Peut-être que tu veux dire que tu as inventé une patrie.
Oui, un endroit où je pouvais exister. Cette île m’a accueilli. Je faisais un film avec mes enfants qui s’appelait Nero. “Nero” signifie “eau” en grec. Je leur ai dit : “Maintenant, allons voir l’arbre où ils jouaient quand ils étaient petits”. C’était un très grand arbre. Un figuier. Quand nous sommes arrivés, l’arbre était tombé à cause d’un ouragan.
On a vu l’arbre tombé. Pour nous, c’était énorme. Pendant toute l’enfance de mes enfants, nous avions joué là. Nous pouvions voir le trou où il était planté et ce qui restait du bois. Dans LO QUE VI VI… on peut voir cette image unique qui pour moi est un film. En plus de l’arbre tombé, on peut voir l’ombre d’autres arbres qui bougent et donnent vie à cette image. C’est en Grèce, l’endroit où cet étrange concept de “démocratie” a été imaginé.
Vous le voyez comme du bois pourri, mais pas moi. Je vois quelque chose qui bouge. Je vois quelque chose qui bouge. L’idée de renaissance est également évidente avec ces minerais de céramique qui accompagnent les trois créations vidéo.
Ce sont les fleurs, en 2009, qui m’ont montré le chemin du Chili.
Ce sont des fleurs avec une tradition orientale.
Oui, je les ai fabriquées en Chine, à Jingdezhen. Je suis très intéressé par le fait de puiser dans la tradition et de rendre quelque chose de différent, une invention.
Combien de fleurs avez-vous fabriquées en Chine ?
1500. La fragilité devient très dure.
Cela a à voir avec ce que j’ai ressenti lorsque je suis entré dans la galerie. C’était comme nager. C’était comme habiter un espace aquatique. C’était comme une rivière qui me transporte à travers un souvenir. C’était une expérience immersive dans la mémoire. Cela, précisément, vient de cette image, des minerais sur l’eau : les nénuphars.

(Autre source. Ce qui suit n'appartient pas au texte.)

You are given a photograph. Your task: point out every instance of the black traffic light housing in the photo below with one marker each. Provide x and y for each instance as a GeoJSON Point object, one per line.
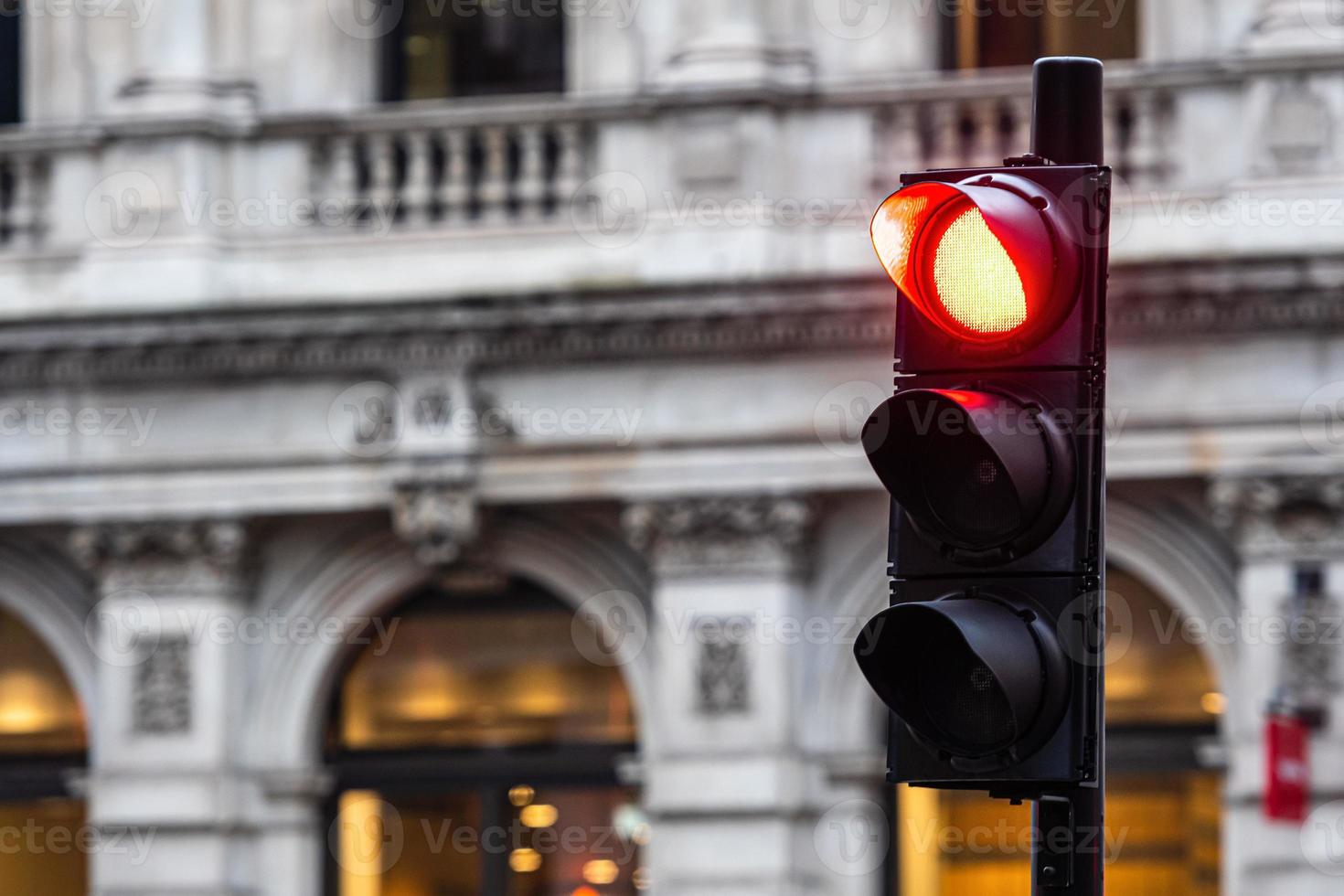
{"type": "Point", "coordinates": [992, 449]}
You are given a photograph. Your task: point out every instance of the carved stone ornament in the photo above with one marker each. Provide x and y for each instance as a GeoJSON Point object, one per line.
{"type": "Point", "coordinates": [722, 535]}
{"type": "Point", "coordinates": [1285, 516]}
{"type": "Point", "coordinates": [177, 557]}
{"type": "Point", "coordinates": [440, 520]}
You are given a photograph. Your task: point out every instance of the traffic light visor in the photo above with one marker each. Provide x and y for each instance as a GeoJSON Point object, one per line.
{"type": "Point", "coordinates": [969, 676]}
{"type": "Point", "coordinates": [980, 475]}
{"type": "Point", "coordinates": [983, 260]}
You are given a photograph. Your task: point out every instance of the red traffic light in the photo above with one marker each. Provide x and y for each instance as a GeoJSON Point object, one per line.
{"type": "Point", "coordinates": [989, 261]}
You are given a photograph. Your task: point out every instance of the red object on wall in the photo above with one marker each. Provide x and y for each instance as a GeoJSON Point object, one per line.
{"type": "Point", "coordinates": [1287, 773]}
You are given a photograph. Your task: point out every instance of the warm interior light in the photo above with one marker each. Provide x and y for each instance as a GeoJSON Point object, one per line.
{"type": "Point", "coordinates": [601, 872]}
{"type": "Point", "coordinates": [976, 278]}
{"type": "Point", "coordinates": [525, 861]}
{"type": "Point", "coordinates": [539, 816]}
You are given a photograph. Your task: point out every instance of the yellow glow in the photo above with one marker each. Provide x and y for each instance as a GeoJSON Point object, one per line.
{"type": "Point", "coordinates": [894, 229]}
{"type": "Point", "coordinates": [1214, 703]}
{"type": "Point", "coordinates": [976, 278]}
{"type": "Point", "coordinates": [525, 861]}
{"type": "Point", "coordinates": [601, 872]}
{"type": "Point", "coordinates": [27, 704]}
{"type": "Point", "coordinates": [539, 816]}
{"type": "Point", "coordinates": [360, 818]}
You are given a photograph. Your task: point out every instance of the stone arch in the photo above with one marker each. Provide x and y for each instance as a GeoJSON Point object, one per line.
{"type": "Point", "coordinates": [42, 587]}
{"type": "Point", "coordinates": [363, 572]}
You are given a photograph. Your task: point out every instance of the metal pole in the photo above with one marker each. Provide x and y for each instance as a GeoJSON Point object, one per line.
{"type": "Point", "coordinates": [1067, 123]}
{"type": "Point", "coordinates": [1067, 111]}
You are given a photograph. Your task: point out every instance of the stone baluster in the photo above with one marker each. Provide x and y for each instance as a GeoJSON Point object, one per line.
{"type": "Point", "coordinates": [25, 212]}
{"type": "Point", "coordinates": [382, 180]}
{"type": "Point", "coordinates": [343, 176]}
{"type": "Point", "coordinates": [494, 188]}
{"type": "Point", "coordinates": [529, 189]}
{"type": "Point", "coordinates": [418, 191]}
{"type": "Point", "coordinates": [569, 166]}
{"type": "Point", "coordinates": [986, 144]}
{"type": "Point", "coordinates": [454, 189]}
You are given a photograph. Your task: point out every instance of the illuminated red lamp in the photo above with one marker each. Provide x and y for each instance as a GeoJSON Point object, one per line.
{"type": "Point", "coordinates": [989, 261]}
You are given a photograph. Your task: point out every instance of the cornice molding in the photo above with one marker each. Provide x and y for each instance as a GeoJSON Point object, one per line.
{"type": "Point", "coordinates": [1149, 303]}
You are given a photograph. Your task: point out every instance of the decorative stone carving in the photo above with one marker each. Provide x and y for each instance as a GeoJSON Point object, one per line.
{"type": "Point", "coordinates": [163, 689]}
{"type": "Point", "coordinates": [440, 520]}
{"type": "Point", "coordinates": [723, 670]}
{"type": "Point", "coordinates": [1300, 517]}
{"type": "Point", "coordinates": [722, 535]}
{"type": "Point", "coordinates": [177, 558]}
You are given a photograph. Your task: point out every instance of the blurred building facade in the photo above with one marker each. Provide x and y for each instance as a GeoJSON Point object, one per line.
{"type": "Point", "coordinates": [429, 421]}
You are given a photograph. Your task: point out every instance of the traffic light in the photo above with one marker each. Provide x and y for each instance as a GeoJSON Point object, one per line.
{"type": "Point", "coordinates": [992, 449]}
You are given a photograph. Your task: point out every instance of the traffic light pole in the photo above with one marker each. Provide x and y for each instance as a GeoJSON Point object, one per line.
{"type": "Point", "coordinates": [1070, 824]}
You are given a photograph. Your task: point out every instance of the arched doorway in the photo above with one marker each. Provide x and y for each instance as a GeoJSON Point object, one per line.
{"type": "Point", "coordinates": [477, 752]}
{"type": "Point", "coordinates": [45, 840]}
{"type": "Point", "coordinates": [1164, 809]}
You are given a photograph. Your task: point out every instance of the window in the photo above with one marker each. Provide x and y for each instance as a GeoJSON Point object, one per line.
{"type": "Point", "coordinates": [443, 50]}
{"type": "Point", "coordinates": [1160, 700]}
{"type": "Point", "coordinates": [988, 34]}
{"type": "Point", "coordinates": [476, 752]}
{"type": "Point", "coordinates": [11, 63]}
{"type": "Point", "coordinates": [42, 741]}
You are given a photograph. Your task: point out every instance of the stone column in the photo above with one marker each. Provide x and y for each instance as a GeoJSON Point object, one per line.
{"type": "Point", "coordinates": [730, 795]}
{"type": "Point", "coordinates": [171, 677]}
{"type": "Point", "coordinates": [177, 62]}
{"type": "Point", "coordinates": [1286, 647]}
{"type": "Point", "coordinates": [743, 43]}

Oui, mais ici il ne s’agit pas seulement de la mémoire…
Il s’agit du présent.
Exactement.
La mémoire du présent.
Le temps a un érotisme qui n’est pas linéaire. Ce que je fais a son origine dans le deuil, mais c’est pour moi une façon de me séparer de cette histoire et de la visiter, à nouveau, avec ce que je sais. Ce que je sais, c’est qu’en passant par l’inconscient, j’ai réorganisé la mémoire. Je parle pour l’avenir.